Future proof Useful links: Entries (RSS) | Comments (RSS) Search PagesAbout me My Linux box Tim's F6 driver guide Tim's free-for-all driver guide Tim's laptop service manuals Blog Categories 7.04 (3) Some programs can interfere with others and hamper the recovery process. Web Scanner;avast! http://tagnabit.net/i-think/i-think-i-m-infected-not-sure-help.php How do I remove a Trojan.Virtumonde or Vundo 26 Dec Posted by Hemal in Browsers, Internet, Security, Software, Windows My computer currently has a Trojan.Virtumonde.

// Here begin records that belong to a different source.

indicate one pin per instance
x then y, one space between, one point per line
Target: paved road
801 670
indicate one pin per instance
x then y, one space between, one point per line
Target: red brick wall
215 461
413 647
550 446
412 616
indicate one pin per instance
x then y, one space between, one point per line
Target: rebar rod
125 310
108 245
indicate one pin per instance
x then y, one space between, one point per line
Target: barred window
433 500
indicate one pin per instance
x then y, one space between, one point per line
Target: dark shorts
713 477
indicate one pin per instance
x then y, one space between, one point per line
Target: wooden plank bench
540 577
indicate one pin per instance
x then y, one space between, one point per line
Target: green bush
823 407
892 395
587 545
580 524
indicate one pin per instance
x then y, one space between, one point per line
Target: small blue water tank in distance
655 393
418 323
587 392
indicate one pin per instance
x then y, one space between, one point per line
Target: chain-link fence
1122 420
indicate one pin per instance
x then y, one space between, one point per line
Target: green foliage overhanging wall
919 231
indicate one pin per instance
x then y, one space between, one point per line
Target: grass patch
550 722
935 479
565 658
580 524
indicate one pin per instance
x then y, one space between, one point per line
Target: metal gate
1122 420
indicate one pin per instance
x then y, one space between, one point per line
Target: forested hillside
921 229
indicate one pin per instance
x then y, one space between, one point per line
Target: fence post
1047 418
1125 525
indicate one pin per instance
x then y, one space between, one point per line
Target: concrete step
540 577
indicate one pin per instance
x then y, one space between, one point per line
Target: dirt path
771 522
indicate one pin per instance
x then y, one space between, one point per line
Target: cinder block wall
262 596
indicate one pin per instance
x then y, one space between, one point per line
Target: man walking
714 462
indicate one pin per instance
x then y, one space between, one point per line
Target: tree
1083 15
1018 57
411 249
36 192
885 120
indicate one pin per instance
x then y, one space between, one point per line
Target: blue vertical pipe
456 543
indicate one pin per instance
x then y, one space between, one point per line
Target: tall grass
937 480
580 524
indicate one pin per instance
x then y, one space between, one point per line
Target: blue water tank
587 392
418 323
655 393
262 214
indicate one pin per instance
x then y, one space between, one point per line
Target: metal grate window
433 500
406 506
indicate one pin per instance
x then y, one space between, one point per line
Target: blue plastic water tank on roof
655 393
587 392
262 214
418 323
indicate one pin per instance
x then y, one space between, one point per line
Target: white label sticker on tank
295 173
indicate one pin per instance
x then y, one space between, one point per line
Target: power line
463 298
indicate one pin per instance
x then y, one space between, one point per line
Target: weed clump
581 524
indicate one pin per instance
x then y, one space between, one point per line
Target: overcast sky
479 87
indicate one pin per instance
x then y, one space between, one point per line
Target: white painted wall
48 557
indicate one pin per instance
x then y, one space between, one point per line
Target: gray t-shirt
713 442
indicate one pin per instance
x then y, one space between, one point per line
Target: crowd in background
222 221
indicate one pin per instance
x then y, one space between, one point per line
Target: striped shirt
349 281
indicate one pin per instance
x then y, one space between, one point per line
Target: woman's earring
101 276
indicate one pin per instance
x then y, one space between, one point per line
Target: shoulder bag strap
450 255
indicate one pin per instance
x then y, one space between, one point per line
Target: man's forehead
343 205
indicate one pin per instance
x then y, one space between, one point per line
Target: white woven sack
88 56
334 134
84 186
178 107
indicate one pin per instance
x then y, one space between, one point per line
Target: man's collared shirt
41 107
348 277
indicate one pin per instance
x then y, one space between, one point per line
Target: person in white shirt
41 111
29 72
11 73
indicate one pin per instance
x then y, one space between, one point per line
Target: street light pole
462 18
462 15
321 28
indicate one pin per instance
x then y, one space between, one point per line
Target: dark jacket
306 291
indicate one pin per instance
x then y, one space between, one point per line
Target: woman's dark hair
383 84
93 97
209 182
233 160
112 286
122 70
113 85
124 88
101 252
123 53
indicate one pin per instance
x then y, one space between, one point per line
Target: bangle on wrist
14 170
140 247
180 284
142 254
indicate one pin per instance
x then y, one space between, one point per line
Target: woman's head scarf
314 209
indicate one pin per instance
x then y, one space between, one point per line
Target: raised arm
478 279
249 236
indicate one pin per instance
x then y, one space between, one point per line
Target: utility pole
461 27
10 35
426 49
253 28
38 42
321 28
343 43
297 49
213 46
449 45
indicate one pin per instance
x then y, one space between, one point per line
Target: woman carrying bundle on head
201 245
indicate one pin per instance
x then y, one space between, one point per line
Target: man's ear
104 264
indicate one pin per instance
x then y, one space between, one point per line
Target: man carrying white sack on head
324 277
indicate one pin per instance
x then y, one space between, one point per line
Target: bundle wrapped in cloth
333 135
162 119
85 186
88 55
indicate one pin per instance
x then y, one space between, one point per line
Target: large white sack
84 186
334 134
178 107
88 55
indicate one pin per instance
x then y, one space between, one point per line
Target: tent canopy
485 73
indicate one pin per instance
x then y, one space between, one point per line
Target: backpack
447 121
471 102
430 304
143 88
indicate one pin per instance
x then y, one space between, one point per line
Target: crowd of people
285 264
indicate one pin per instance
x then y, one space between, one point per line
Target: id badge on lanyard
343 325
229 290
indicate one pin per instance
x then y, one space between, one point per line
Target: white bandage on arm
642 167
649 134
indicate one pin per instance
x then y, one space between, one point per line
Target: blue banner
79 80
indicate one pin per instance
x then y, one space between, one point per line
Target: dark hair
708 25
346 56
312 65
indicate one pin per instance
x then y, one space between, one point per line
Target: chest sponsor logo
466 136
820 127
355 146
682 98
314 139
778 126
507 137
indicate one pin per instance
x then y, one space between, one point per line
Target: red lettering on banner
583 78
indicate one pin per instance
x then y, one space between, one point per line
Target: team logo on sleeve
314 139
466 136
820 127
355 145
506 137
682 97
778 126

Antivirus;c:\program files\alwil software\avast4\ashServ.exe [2008-9-14 138680]R2 AWService;AdminWorks Agent X6;c:\acer\lanscope agent\awServ.exe [2007-4-26 75032]R2 eLock2BurnerLockDriver;eLock2BurnerLockDriver;c:\windows\system32\eLock2BurnerLockDriver.sys [2006-6-8 17664]R2 eLock2FSCTLDriver;eLock2FSCTLDriver;c:\windows\system32\eLock2FSCTLDriver.sys [2006-6-6 90112]R2 Kodak AiO Network Discovery Service;Kodak AiO Network Discovery Service;c:\program files\kodak\aio\center\EKDiscovery.exe [2009-5-4 279960]R2 KodakSvc;Kodak AiO But did you run it with system restore disabled? I'm suspecting this is still virtumonde, and that it could be McAfee that's infected, but I'm unsure how to fix it, since my comp doesn't boot up sufficiently long enough for Numerous pop-ups upon browser start up Changed desktop backgrounds Blue Screensavers (not chosen by default) Disabled Windows Security Center Computer offers a fix for the problem it seems to have How

Run them in Safe Mode. Freddo says: August 14th, 2008 at 16:55 Oh yea and it is still giving me pop ups and crap. This virtumonde.c Trojan will create a DLL (Dynamic Link Library) to facilitate the recording of your keystrokes and communicates with a website located on the internet.